(Closed) MOH Drama

posted 4 years ago in Bridesmaids
Post # 2
Member
2870 posts
Sugar bee
  • Wedding: November 2015

She needs to respect your wishes. If she cannot, clearly she should just be a guest instead of in your wedding. Don’t make a new shirt (whatever that is for) and throw her into the Maid/Matron of Honor spot. It’s your wedding, you don’t have to change anything just because of her.

Post # 4
Member
47254 posts
Honey Beekeeper
  • Wedding: November 1999

jkeeling93:  Just respond that you are sorry her feelings are hurt, that it was not your intent. Tell her that you hope that with time, she will be able to move past this as it is important to have her with you on your wedding day.

Post # 5
Member
5846 posts
Bee Keeper

Being someone’s bridesmaid isn’t an embarrassment. It’s crass that people would openly ask her on FB why she isn’t the Maid/Matron of Honor, but she needs to realize that these people were rude and nosy. IMO too many people get all bent out of shape viewing the bridal party as some ranking-of-friendship contest and so now your friend’s pouting because she’s seeing herself as the runner up in this immature contest instead of focusing on being happy for you and happy to be a bridesmaid. You did nothing wrong choosing a family member as your Maid/Matron of Honor, it’s your decision and lots of people choose family members. Could you have an in-person chat with your friend, maybe over coffee or brunch- and see if you two can patch things up.

Post # 8
Member
48 posts
Newbee
  • Wedding: November 2016

Remind her being a bridesmaid is a huge honor and means so much to you. The entire bridal party is special and the Maid/Matron of Honor if often a sister or cousin. She needs to respect your feelings and to just be gracious. This is your wedding and it is an honor to be a bridesmaid. 

since you have already expressed concerned and try to talk about it with her, you’ve dome your part. If you continue to apologize she might think she is in the right. You didn’t do anything wrong! You honored her, if anything. 

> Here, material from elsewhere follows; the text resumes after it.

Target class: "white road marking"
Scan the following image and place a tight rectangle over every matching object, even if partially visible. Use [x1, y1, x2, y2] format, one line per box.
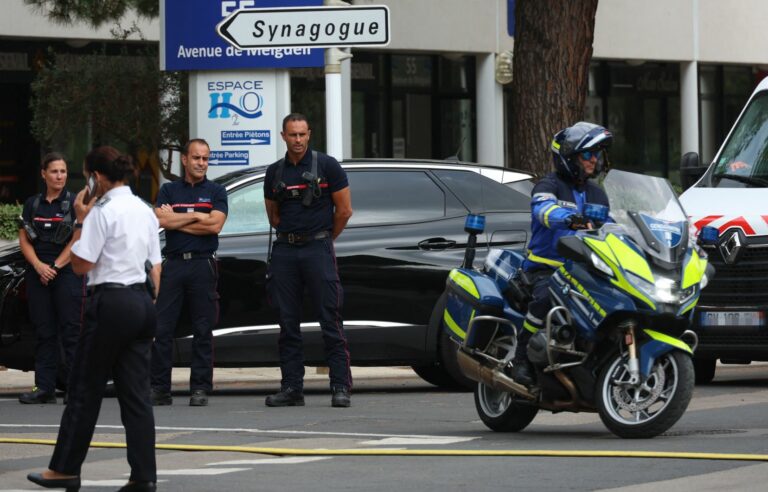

As for FB, that sounds ridiculous. I don’t mean to be insensitive, but she voiced her concern/hey and now she needs to suck it up and be gracious. 

Post # 9
Member
1078 posts
Bumble bee
  • Wedding: July 2016

Someone who deserves to be your Maid/Matron of Honor wouldn’t do this to you.  Someone who deserves to be your bridesmaid wouldn’t do this to you either, FWIW

Post # 10
Member
61 posts
Worker bee
  • Wedding: July 2016

You know what I don’t get? Why do people have the right to have any say in who you want or what you want for your wedding? It’s your choice. 

You picked your cousin, which even if she was disappointEd, she should understand. It was your decision, and she should be happy for you. She should be happy you included her at all considering how she’s acting!

Post # 11
Member
96 posts
Worker bee

Tell her to suck it up, buttercup. 

Post # 12
Member
9526 posts
Buzzing Beekeeper

She posted it on Facebook, she chose to embarrass herself. This is her issue, not yours 

Post # 14
Member
459 posts
Helper bee
  • Wedding: July 2017

She sounds really immature. Being upset about not being chosen as moh in someone’s wedding is odd. She’s the one who is altering your friendship here – not you. I mean really, sending messages aobut things in middle school and trying to make you reconsider is just nuts. Being a Bridesmaid or Best Man is a wedding is a honor, and besides you are only having two in your bridal party.  It’s hard, but I would black hole anything she sends to you about this – don’t respond. Talk to her when she is back in town.

The topic ‘MOH Drama’ is closed to new replies.